Military doctors and public health officers are advocating for a new vaccine mandate for active-duty troops that they say would prevent most cervical cancer in women and slow the growing threat of throat cancer in men.
Even amid resistance to the Pentagon’s COVID-19 vaccination mandate, they are urging all active-duty troops up to age 26 to be inoculated against HPV if they haven’t already taken the vaccine.
An editorial in the current issue of the journal Military Medicine lists some of the numerous vaccinations that are already required of service members. It argues that “it is time for the military” to add the HPV vaccine to the list.
“With more than half of the 1.3 million service members in the catch-up vaccination age range of less than 26 years of age, we are poised to have a profound impact through mandatory active duty service member vaccination,” the editorial states.
Maj. Erica Hope, a gynecological oncologist at Brooke Army Medical Center who co-authored the editorial, said in an interview that mandating the vaccine would prevent a great deal of illness, suffering and its associated costs.
“Australia mandated the HPV vaccine for schoolchildren in 2007. They’re projected to fully eliminate cervical cancer in 20 years,” Hope said. “We could do the same.”

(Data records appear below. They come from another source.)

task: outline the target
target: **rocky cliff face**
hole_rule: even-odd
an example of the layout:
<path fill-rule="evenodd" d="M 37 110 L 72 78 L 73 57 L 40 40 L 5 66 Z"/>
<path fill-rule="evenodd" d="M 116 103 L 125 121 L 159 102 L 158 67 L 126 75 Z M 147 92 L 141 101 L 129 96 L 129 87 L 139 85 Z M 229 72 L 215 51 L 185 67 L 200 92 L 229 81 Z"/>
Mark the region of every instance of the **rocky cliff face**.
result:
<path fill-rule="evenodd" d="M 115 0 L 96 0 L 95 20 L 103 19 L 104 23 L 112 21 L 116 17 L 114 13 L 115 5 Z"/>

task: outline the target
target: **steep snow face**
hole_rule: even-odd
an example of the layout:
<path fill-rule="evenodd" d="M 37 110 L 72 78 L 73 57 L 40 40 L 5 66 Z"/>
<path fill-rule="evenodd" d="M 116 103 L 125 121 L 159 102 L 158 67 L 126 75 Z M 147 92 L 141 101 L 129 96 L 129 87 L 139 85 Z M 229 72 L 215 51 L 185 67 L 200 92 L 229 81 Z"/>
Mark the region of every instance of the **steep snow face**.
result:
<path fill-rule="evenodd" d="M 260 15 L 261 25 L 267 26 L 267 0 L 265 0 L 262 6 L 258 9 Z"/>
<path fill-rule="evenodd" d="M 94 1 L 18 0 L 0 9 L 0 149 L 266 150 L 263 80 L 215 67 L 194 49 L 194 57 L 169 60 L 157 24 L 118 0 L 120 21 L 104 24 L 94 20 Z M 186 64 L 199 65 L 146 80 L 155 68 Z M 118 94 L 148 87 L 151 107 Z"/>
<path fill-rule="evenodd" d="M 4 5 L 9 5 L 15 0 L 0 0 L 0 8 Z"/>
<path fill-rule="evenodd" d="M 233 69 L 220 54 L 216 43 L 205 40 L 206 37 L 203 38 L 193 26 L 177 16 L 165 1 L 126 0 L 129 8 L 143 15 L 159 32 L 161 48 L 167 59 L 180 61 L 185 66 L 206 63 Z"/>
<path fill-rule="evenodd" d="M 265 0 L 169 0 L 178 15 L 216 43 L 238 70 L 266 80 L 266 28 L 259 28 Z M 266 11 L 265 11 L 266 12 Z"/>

A Military Medicine article from October, titled “HPV-Related Cancers: A Growing Threat to U.S. Military Health and Readiness,” noted that the number of cases of throat and anal cancers related to HPV had “risen dramatically over the past 20 years, with throat cancers having overtaken cervical cancer to become the most common HPV-related cancer in the U.S.”
The vast majority of HPV-related throat cancers are in white men, and some studies have shown that military veterans are at greater risk.
Certain strains of HPV cause more than 90% of cervical cancers and some 70% of throat cancers. It’s estimated that 80% of adults will have the infection at some point.
The HPV vaccine became available 15 years ago and was first recommended for girls of middle school age, as it worked best before people became sexually active and exposed to the virus.
Some countries mandated the immunization for schoolchildren, as did the U.S. states of Hawaii, Rhode Island and Virginia as well as the District of Columbia. The vaccine is now recommended for people up to 45 years old.
But uptake has been low, despite the vaccine’s excellent safety and effectiveness profile.
Researchers using data from the 2010-2018 National Health Interview Surveys estimated that only 42% of women 18 to 21 had gotten at least one dose of the vaccine, which requires two shots, six months apart. Just 16% of men that age had received at least one dose.
“There’s been this stigma around the vaccine, and there’s also been a stigma for men,” Hope said. “They just think it’s a women’s disease.”
Service member HPV vaccination rates are lower than civilian rates, she said, with only 26% of active-duty women 17 to 26 years old reporting that they received one shot and less than half of those getting the second dose. Only 6% of active-duty men the same age reported getting even one shot.
“The vaccination rate for women is low,” Hope said. “But for men, it’s abysmal. That’s obviously our big missing piece.”
German virologist Harald zur Hausen, who was awarded a Nobel Prize for demonstrating the connection between HPV and cervical cancer and laid the groundwork for the vaccine, has argued that it’s at least equally vital for males to be vaccinated as females because they act as HPV superspreaders.
“All over the world, young men between 15 and 45 have far more sexual partners than girls in the same age group. They transmit the infection relatively easily,” zur Hausen told Germany’s dw.com news outlet.
The HPV vaccine is one of only two cancer-preventive vaccines in existence. The other, the hepatitis-B vaccine, which prevents some forms of liver cancer, has been required for military recruits since 2002.
It’s not only cancer that the vaccine mandates would address, Hope said, but also the time, trauma and expense in dealing with female troops’ pre-cancers found during routine checkups.
“All these Pap-smear visits, the biopsies, it requires a lot of visits, and it costs a lot of money and a lot of time away from work,” she said. “We’ve had numerous patients with abnormal Pap smears before deployment. It can delay deployment.”